Located on Houston Street in the Omni Fort Worth Hotel, this one-of-a-kind steakhouse is just next to the Fort Worth Convention Center and Water Gardens. The restaurant is minutes away from downtown attractions like Bass Hall and Sundance Square, offering the best steaks and experiences you can find in the city. Ruth’s Chris has a special broiling technique that produces your preferred temperature time and again. While you will need a friend to finish the Porterhouse steak, you won’t have to choose between the filet and the New York strip.

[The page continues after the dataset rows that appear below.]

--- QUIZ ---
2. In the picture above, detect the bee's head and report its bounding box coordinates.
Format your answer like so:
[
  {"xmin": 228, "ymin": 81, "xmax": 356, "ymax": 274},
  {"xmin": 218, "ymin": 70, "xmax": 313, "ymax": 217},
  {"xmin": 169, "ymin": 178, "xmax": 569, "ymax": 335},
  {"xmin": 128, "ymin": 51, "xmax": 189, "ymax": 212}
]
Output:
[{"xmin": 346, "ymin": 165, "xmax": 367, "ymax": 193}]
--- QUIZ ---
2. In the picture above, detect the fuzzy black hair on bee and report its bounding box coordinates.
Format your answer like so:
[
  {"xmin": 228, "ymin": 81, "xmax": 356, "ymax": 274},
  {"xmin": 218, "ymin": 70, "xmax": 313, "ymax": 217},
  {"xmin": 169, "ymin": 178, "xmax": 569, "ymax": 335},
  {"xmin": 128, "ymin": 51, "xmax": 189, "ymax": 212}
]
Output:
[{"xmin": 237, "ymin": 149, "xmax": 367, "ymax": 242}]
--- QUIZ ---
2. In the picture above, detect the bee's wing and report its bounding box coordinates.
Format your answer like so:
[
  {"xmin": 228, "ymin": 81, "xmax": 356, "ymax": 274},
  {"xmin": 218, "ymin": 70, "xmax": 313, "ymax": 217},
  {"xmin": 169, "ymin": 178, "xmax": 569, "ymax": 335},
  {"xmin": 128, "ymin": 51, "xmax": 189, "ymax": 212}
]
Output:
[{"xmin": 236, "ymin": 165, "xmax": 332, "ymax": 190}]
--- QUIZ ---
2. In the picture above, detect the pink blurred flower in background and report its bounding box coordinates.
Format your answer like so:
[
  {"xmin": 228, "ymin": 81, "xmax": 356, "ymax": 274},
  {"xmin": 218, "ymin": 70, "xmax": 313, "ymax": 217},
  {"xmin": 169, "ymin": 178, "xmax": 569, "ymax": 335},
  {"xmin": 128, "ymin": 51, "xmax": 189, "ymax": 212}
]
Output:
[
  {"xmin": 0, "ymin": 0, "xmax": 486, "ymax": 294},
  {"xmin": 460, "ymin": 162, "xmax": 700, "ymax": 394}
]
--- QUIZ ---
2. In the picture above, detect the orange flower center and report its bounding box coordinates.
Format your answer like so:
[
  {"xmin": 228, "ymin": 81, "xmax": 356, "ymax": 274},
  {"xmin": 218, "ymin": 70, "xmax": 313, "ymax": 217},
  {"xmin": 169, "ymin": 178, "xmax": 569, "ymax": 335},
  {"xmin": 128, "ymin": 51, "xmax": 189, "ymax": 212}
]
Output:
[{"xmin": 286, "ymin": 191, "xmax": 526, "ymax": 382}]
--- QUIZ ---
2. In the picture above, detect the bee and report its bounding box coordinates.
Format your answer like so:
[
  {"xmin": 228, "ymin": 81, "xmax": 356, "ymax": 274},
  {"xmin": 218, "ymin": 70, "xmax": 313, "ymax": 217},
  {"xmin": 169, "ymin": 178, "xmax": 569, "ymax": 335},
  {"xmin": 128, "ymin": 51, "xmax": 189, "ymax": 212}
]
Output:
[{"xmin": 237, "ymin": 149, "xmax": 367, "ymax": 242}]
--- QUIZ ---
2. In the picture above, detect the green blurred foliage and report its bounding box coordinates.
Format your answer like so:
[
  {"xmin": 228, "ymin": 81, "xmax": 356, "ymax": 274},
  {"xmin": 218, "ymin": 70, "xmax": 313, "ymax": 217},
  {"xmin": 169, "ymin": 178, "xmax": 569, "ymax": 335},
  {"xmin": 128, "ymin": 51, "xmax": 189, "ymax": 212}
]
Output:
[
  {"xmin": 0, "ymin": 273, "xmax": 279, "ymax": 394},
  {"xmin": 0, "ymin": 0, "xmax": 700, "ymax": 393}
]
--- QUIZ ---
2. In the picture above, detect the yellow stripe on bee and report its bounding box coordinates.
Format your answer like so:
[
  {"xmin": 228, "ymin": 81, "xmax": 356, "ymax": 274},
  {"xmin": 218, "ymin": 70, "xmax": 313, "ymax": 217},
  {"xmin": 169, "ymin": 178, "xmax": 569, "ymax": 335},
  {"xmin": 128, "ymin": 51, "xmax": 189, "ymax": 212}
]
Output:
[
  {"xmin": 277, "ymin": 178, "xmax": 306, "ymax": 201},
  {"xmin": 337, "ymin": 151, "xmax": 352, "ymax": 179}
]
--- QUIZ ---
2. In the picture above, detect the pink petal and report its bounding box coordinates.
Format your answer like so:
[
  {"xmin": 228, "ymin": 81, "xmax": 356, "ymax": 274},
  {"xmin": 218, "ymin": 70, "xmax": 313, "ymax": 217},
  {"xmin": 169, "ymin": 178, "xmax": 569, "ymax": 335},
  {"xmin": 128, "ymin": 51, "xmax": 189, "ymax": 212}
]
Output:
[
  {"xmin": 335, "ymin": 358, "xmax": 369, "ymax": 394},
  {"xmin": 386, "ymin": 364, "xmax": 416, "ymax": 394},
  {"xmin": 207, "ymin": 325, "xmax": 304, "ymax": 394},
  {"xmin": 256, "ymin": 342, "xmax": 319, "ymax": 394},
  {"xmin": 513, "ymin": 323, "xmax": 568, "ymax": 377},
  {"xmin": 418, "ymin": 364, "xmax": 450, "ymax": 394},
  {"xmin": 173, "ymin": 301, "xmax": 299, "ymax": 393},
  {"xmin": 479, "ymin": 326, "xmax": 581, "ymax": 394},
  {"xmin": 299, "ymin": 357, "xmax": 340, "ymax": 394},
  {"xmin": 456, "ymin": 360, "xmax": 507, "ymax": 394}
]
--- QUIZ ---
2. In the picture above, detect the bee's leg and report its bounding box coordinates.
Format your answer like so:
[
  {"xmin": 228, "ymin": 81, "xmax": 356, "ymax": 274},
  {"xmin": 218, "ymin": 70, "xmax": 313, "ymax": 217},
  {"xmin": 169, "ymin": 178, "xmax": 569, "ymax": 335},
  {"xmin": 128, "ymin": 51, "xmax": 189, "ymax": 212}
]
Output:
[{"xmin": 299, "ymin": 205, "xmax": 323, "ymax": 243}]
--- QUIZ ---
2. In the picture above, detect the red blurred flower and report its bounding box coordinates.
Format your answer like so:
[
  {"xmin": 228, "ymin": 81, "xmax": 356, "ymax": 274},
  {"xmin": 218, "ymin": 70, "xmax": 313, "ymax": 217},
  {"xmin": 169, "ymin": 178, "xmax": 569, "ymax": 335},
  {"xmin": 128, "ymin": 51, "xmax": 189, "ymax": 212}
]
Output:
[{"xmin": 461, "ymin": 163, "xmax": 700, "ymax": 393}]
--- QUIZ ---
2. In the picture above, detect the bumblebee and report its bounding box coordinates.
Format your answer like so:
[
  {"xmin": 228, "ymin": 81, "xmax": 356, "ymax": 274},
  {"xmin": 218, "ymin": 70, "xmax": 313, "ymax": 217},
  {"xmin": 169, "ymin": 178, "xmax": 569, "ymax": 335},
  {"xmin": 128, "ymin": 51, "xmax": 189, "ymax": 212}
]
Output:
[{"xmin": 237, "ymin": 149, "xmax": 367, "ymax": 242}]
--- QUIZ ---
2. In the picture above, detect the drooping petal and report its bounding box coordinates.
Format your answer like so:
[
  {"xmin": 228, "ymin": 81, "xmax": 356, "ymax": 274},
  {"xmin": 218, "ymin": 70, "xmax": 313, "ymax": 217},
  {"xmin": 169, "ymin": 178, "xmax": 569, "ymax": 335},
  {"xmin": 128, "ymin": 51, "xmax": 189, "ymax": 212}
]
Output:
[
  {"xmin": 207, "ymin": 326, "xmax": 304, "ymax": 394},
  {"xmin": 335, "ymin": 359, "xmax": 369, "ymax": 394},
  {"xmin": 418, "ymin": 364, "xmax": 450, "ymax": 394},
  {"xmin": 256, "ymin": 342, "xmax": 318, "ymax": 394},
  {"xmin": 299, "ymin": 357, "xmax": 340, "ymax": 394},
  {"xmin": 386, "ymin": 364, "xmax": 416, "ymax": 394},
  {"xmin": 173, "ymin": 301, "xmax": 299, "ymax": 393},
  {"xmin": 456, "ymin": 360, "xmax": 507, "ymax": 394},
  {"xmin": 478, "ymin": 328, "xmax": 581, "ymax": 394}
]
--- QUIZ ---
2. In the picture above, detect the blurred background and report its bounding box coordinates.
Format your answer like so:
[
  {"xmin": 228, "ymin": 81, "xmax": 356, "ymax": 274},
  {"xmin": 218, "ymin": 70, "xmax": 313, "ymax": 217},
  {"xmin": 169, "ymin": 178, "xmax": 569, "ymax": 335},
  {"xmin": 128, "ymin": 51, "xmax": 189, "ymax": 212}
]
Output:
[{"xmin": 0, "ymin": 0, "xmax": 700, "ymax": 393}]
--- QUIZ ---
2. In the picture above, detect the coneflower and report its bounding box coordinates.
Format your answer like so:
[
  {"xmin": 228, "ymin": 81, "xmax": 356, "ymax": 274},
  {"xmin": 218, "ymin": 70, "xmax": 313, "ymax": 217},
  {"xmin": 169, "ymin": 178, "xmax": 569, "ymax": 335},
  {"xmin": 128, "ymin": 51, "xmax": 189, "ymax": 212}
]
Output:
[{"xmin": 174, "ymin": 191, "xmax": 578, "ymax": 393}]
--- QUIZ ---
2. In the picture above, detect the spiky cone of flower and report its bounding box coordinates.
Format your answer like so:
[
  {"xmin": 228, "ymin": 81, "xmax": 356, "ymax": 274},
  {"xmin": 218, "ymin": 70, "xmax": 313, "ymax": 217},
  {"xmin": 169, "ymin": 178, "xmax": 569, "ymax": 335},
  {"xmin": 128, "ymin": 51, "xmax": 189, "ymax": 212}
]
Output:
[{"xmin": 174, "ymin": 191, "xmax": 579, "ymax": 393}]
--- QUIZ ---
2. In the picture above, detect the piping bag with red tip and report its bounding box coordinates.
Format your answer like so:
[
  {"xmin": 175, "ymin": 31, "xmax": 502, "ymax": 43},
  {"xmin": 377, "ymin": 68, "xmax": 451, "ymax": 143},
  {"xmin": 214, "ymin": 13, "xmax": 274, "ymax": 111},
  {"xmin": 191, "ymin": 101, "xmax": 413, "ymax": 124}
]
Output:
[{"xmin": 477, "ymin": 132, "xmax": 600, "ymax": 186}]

Combine that with the most mouthwatering steaks, a phenomenal wine selection, and 58 years of cherished tradition, and you’re in for one of the most special meals of your life. There are so many great steakhouses in Fort Worth, you almost forget about the one right smack dab in the middle of where Fort Worth’s long tradition with beef began. Theo's Saddle & Sirloin Inn opened in the early 1920s at the location where Riscky's Steakhouse is now, on Exchange Avenue in the Stockyards. Theo's was the first restaurant in the U.S. to offer calf fries on its menu — it sold the “calf fry sandwich” for 15 cents. After 17 years on Main Street, this underrated steakhouse moved into new digs in 2016, taking over the ground-level floor of downtown’s The Tower. The diagonally positioned, floor-to-ceiling slabs of concrete, left behind from the building’s original bank tenant, remain a cool architectural wonder, not to mention a way to get a bit of privacy.